The TARIF insurance scheme established this month as an alternative to bonding for agents selling rail tickets has already signed up 150 companies.
The Association of Train Operators (ATOC) formally announced the launch of TARIF – the Travel Agents Reserve Insurance Fund – yesterday, although the scheme has been running since early this month, as Travel Weekly reported on May 6.
Travel management companies (TMCs) already in the scheme account for about £340 million a year in rail sales.
Tarif was set up following 12 months of talks between ATOC, the Guild of Travel Management Companies (GTMC) and Advantage Travel Centres.

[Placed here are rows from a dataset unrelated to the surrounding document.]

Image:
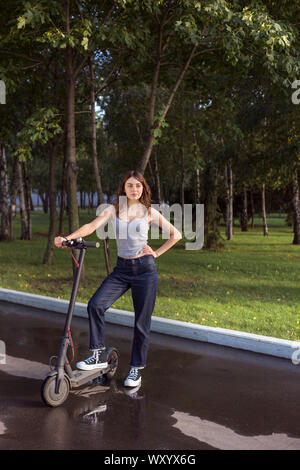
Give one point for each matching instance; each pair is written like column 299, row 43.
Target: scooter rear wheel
column 113, row 362
column 48, row 394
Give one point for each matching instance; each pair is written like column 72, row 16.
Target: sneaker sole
column 132, row 383
column 83, row 366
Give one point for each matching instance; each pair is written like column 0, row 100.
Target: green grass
column 252, row 285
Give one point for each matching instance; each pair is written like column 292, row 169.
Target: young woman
column 131, row 217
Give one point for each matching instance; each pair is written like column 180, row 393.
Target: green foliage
column 42, row 126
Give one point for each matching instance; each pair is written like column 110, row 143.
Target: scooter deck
column 80, row 377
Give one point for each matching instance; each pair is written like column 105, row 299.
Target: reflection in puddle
column 224, row 438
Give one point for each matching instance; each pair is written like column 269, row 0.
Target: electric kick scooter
column 61, row 379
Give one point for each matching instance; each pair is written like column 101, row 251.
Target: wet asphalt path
column 193, row 396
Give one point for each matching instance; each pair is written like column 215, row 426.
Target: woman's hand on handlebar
column 58, row 242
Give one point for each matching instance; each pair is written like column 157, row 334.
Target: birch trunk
column 244, row 212
column 296, row 208
column 229, row 201
column 95, row 162
column 4, row 197
column 264, row 214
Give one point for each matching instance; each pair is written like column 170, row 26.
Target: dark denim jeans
column 139, row 274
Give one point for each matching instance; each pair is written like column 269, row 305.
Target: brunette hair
column 145, row 198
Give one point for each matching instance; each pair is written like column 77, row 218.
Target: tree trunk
column 27, row 194
column 62, row 197
column 197, row 189
column 157, row 179
column 212, row 236
column 182, row 186
column 95, row 162
column 48, row 256
column 264, row 214
column 244, row 211
column 5, row 230
column 13, row 197
column 296, row 208
column 252, row 208
column 229, row 201
column 23, row 211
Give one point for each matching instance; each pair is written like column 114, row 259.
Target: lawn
column 251, row 285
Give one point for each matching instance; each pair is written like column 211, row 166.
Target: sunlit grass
column 252, row 285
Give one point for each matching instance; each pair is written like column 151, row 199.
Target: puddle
column 224, row 438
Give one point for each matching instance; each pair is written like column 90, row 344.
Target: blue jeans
column 139, row 274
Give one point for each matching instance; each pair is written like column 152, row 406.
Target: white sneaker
column 134, row 378
column 98, row 360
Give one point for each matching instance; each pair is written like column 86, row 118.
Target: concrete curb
column 234, row 339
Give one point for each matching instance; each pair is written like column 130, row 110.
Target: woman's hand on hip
column 147, row 250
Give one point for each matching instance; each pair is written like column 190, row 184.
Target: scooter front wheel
column 48, row 394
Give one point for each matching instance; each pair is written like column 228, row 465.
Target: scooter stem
column 62, row 356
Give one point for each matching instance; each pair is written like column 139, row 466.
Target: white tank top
column 131, row 236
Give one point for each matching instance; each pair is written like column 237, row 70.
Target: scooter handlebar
column 80, row 243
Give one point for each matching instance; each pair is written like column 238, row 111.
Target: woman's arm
column 175, row 235
column 87, row 229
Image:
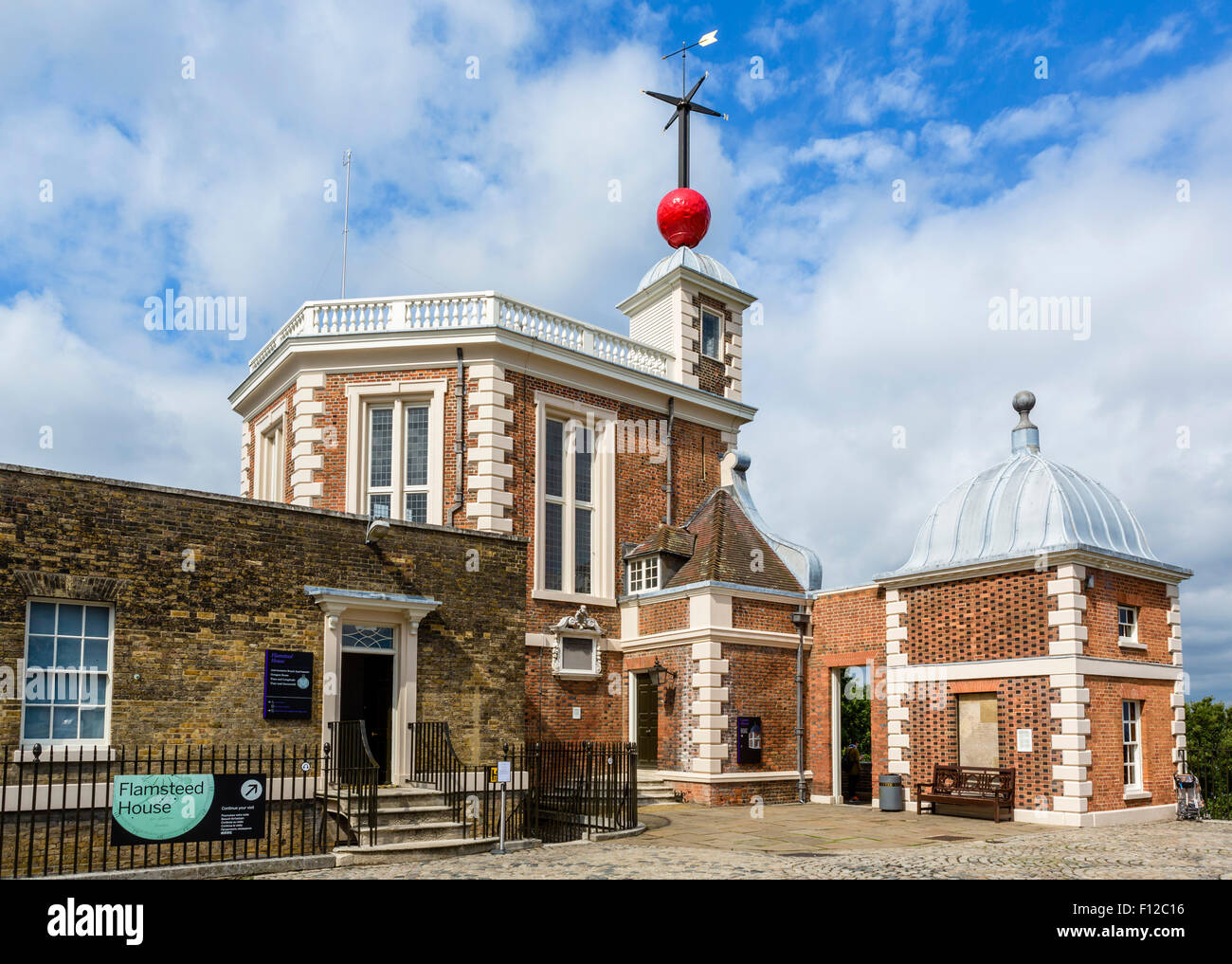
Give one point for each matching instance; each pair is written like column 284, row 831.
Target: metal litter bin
column 890, row 791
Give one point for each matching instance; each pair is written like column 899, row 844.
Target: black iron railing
column 352, row 780
column 475, row 800
column 558, row 791
column 56, row 805
column 582, row 788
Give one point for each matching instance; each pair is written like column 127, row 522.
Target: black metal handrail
column 558, row 791
column 473, row 799
column 352, row 778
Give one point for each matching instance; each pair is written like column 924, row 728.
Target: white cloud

It offers credit insurance against defaults on payments to train operators, paid from a fund created by a levy on agents’ sales.

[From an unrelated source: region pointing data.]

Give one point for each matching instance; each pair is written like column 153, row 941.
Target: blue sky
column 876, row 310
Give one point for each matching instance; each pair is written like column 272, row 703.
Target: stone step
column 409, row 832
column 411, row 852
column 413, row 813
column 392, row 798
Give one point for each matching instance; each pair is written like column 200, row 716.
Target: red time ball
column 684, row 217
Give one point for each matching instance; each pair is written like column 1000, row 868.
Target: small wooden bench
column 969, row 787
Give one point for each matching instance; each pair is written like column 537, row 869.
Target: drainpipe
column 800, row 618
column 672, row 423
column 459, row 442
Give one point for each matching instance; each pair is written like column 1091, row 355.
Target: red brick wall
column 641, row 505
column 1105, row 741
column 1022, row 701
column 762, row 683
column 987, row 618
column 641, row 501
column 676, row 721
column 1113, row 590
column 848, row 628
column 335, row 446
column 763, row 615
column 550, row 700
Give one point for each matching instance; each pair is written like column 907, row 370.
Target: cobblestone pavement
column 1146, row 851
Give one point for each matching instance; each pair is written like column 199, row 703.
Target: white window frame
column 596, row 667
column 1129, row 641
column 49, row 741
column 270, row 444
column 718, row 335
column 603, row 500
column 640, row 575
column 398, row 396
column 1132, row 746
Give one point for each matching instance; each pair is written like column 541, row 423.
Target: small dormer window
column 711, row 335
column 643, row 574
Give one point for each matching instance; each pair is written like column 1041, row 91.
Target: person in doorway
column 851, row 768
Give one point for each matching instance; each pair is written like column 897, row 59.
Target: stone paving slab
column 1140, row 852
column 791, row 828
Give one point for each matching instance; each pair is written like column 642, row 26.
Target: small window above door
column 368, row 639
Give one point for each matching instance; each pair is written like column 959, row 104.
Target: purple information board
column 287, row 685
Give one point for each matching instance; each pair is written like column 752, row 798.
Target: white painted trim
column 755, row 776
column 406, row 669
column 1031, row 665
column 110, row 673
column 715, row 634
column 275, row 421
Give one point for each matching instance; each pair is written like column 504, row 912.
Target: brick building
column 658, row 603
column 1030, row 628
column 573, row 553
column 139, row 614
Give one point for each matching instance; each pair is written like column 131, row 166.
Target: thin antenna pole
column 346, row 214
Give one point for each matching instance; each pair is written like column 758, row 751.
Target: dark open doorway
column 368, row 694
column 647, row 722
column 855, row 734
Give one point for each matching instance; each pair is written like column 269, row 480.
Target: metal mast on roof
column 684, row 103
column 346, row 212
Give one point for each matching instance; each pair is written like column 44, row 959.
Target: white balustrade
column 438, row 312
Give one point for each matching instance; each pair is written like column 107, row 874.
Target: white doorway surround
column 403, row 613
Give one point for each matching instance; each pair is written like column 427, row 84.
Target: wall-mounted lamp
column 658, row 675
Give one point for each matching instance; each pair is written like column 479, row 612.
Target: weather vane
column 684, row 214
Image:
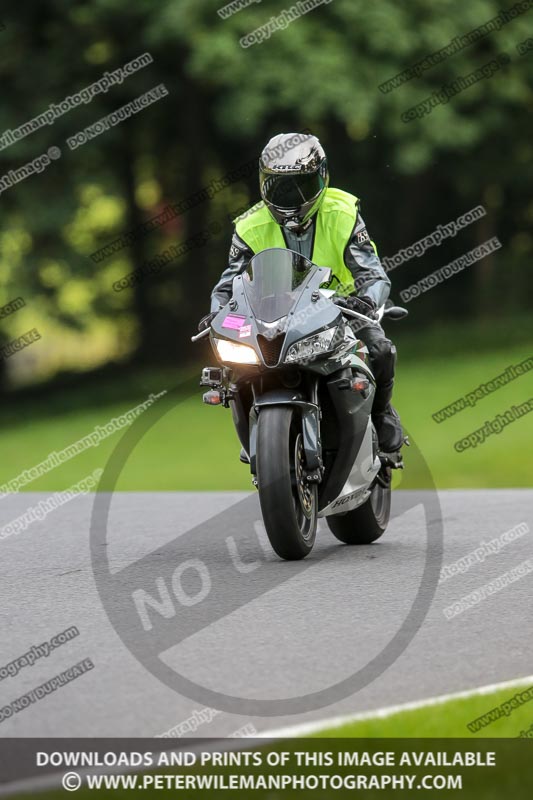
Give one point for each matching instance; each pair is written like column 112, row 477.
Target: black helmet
column 293, row 178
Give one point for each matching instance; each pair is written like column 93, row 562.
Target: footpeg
column 392, row 460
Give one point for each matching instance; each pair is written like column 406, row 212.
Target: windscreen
column 274, row 280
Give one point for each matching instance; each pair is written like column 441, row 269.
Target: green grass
column 445, row 720
column 194, row 447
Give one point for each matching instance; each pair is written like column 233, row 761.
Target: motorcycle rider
column 301, row 212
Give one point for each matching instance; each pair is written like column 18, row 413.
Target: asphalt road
column 232, row 618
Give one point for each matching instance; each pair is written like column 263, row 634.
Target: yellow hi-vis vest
column 335, row 222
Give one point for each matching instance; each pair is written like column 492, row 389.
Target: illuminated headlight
column 312, row 346
column 235, row 353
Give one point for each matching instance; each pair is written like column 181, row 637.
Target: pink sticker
column 234, row 322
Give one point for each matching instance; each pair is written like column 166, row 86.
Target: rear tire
column 289, row 504
column 367, row 523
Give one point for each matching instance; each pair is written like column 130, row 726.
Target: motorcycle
column 300, row 389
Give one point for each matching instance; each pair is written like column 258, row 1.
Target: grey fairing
column 352, row 410
column 304, row 319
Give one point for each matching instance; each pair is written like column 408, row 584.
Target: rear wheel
column 288, row 501
column 367, row 523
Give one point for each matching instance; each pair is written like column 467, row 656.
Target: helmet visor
column 292, row 191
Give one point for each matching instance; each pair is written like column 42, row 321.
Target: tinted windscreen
column 273, row 282
column 290, row 191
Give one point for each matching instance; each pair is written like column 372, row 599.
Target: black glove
column 206, row 321
column 363, row 305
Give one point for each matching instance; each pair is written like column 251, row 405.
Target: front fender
column 310, row 424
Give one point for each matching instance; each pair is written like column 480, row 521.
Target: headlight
column 312, row 346
column 235, row 353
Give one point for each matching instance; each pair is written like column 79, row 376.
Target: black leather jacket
column 369, row 276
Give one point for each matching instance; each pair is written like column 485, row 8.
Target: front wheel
column 288, row 501
column 368, row 522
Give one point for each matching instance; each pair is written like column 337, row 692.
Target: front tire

The scheme offers a possible model for leisure agents who will require an Atol – and perhaps a bond – following government reform of consumer-protection regulations.
A seven-strong management board – comprising representatives of ATOC, the Rail Settlement Plan (RSP), the GTMC, Advantage and Abta – will oversee TARIF’s operation.
ATOC said the levy on participating companies should amount to no more than 0.36% of rail sales, collected via the RSP.
GTMC chief executive Anne Godfrey thanked members of Advantage and the GTMC for their hard work, saying: “Together with ATOC we have shown what can be achieved when representative bodies work together.”
ATOC commercial director David Mapp said: “TARIF offers TMCs a real alternative to bonding. It’s the culmination of a year’s very effective collaboration with the GTMC and Advantage.”